La responsabilité de la France dans le génocide au Rwanda au prisme de la pensée d'Arendt

Martine Leibovici, propos recueillis par Jean-Marie Pottier publié le 09 avril 2021 9 min

Le rapport de la commission présidée par l’historien Vincent Duclert sur l’attitude de la France avant et pendant le génocide envers les Tutsi au Rwanda en 1994 écarte l’hypothèse d’une complicité de l’État français mais conclut à une série de responsabilités, politiques, éthique et « cognitives ». Nous l’avons soumis à Martine Leibovici, spécialiste de la pensée de Hannah Arendt, qui en éclaire les enjeux philosophiques.

 

En tant que spécialiste de philosophie politique, et en particulier de Hannah Arendt, qu’est-ce qui vous a le plus frappée dans le rapport Duclert ?

Martine Leibovici : Je réagis d’abord en tant que citoyenne : ce qui m’a frappée, c’est l’extraordinaire documentation qu’il apporte sur le fonctionnement de l’État en France. Sa publication a, par ailleurs, déclenché ces derniers jours une discussion qui n’avait jamais eu lieu de manière aussi publique sur le génocide des Tutsi. Concernant l’existence ou non d’une complicité, certains se réjouissent de la phrase l'écartant, d’autres la prennent pour un dédouanement. Elle dépend en fait d’un si : « Si l’on entend [par complicité] une volonté de s’associer à l’entreprise génocidaire, rien dans les archives consultées ne vient le démontrer. » On peut, à juste titre, faire remarquer qu’une autre entente de la complicité est possible à partir des jugements du Tribunal pénal international pour le Rwanda (TPIR) et que, dès lors, les archives consultées et le rapport lui-même, qui insiste d’un bout à l’autre sur le soutien non seulement politique mais matériel apporté à un régime génocidaire, ou en train de le devenir, en revient à une complicité au sens du TPIR. Bref, la question de la complicité n’est pas réglée, mais au contraire ouverte par ce rapport. Par rapport à l’œuvre d’Arendt, trois choses m’ont frappée : la question de la nature de l’État et du dédoublement de ses services ; celle de la responsabilité politique, institutionnelle et collective ; et celle de la « responsabilité cognitive », pour reprendre une expression qui apparaît dans la conclusion du rapport.

 

En quoi consistait ce dédoublement des services de l’État ?

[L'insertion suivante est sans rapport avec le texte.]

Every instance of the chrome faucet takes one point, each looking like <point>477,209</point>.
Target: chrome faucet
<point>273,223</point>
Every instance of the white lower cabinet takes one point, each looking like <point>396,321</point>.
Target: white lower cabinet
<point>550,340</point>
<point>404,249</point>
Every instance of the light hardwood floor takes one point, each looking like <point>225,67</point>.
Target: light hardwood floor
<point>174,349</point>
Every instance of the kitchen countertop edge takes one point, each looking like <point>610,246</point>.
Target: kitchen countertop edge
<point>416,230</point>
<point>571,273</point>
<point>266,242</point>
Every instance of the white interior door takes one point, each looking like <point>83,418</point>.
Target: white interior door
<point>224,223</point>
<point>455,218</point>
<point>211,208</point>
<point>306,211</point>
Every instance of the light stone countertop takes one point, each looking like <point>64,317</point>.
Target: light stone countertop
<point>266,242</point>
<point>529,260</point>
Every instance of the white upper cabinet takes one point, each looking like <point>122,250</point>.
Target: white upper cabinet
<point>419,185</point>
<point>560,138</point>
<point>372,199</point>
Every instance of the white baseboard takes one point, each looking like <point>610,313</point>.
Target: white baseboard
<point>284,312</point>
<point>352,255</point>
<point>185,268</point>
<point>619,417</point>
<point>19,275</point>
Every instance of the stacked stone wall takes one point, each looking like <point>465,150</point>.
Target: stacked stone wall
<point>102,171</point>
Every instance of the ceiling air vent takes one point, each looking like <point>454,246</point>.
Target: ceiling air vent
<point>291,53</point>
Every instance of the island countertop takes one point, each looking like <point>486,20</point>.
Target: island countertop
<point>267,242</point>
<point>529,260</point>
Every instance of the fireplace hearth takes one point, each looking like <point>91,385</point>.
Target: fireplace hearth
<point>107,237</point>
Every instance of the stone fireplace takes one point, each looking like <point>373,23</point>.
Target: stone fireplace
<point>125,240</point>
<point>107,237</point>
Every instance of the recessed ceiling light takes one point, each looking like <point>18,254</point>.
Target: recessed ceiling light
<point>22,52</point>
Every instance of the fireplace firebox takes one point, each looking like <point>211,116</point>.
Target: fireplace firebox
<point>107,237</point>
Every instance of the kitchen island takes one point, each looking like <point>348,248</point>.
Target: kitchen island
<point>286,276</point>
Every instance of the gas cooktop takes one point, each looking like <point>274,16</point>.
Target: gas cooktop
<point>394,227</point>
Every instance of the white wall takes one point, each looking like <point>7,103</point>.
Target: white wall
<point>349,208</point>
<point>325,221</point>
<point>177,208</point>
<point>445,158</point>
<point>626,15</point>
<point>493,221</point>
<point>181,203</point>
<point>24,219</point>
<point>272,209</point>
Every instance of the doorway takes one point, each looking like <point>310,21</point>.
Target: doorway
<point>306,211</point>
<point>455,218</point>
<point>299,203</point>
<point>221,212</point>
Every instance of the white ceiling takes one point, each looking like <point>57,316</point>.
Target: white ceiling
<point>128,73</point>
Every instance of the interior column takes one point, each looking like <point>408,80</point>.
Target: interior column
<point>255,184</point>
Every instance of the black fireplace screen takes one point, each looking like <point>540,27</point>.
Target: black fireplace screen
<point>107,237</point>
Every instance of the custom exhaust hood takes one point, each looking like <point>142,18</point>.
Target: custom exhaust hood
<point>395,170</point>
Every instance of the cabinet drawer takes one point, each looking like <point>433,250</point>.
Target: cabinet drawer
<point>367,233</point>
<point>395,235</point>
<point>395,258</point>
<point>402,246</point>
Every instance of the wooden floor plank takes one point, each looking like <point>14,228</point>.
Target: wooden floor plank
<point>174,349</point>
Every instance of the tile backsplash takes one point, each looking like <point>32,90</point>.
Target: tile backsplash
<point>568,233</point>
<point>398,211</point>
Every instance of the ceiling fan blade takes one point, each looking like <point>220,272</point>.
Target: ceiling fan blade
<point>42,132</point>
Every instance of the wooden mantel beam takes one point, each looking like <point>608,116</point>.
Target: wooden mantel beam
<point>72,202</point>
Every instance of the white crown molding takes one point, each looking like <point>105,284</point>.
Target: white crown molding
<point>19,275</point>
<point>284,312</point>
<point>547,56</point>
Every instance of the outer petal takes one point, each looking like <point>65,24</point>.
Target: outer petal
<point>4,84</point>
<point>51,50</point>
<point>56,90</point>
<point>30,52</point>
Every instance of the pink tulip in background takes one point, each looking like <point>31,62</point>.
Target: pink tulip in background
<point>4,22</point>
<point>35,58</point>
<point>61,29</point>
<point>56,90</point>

Nous ne vivons pas dans un État totalitaire, mais ce rapport établit de manière troublante des fonctionnements locaux, en lien avec la politique africaine, ce qui n’est pas un hasard, qui sont structurels dans les régimes totalitaires. Dans la troisième partie des Origines du totalitarisme (1951), Arendt montre comment l’État devient une façade et les institutions officielles sont doublées par des officines relevant du NSDAP, le parti nazi, et qui détiennent, elles, le véritable pouvoir de décision. Là, ce que je trouve très problématique, c’est la façon dont il y a eu un dédoublement par des organismes de commandement parallèle liés directement au président de la République, le fameux « état-major particulier », auquel sont soumis, entre autres, le ministère de la Coopération et le chef de la mission militaire, avec l’utilisation de moyens d’influence, de pression et d’intimidation, ainsi que la mise en jeu de rivalités entre les différents services. Ce qui m’a particulièrement frappée, c’est le recours par l’exécutif à ce que le rapport appelle « l’ordre par la voix », des espèces de chaîne de commandement parallèle qui ne sont pas répertoriées par écrit et dont on ne peut déduire le contenu que par les actions qu’elles génèrent. On lit dans le rapport qu’« il est possible [...] de déduire de la forte autonomie technique de l’état-major particulier [...] la nature imprécise de ces instructions qu’il s’agirait pour les intéressés de traduire le plus fidèlement possible. Le maintien en poste dépendrait de l’intelligence dans la traduction et de la loyauté à l’égard d’un chef dont les ordres se discuteraient d’autant moins qu’ils sont donnés oralement et transmettent des lignes directrices plus que des ordres précis ». Il y a là quelque chose de très inquiétant, d’autant plus que la politique étrangère est le domaine réservé par la Constitution au président de la République, et c’est la raison pour laquelle Pierre Joxe, ministre de la Défense entre 1991 et 1993, a toujours demandé que les instructions soient écrites.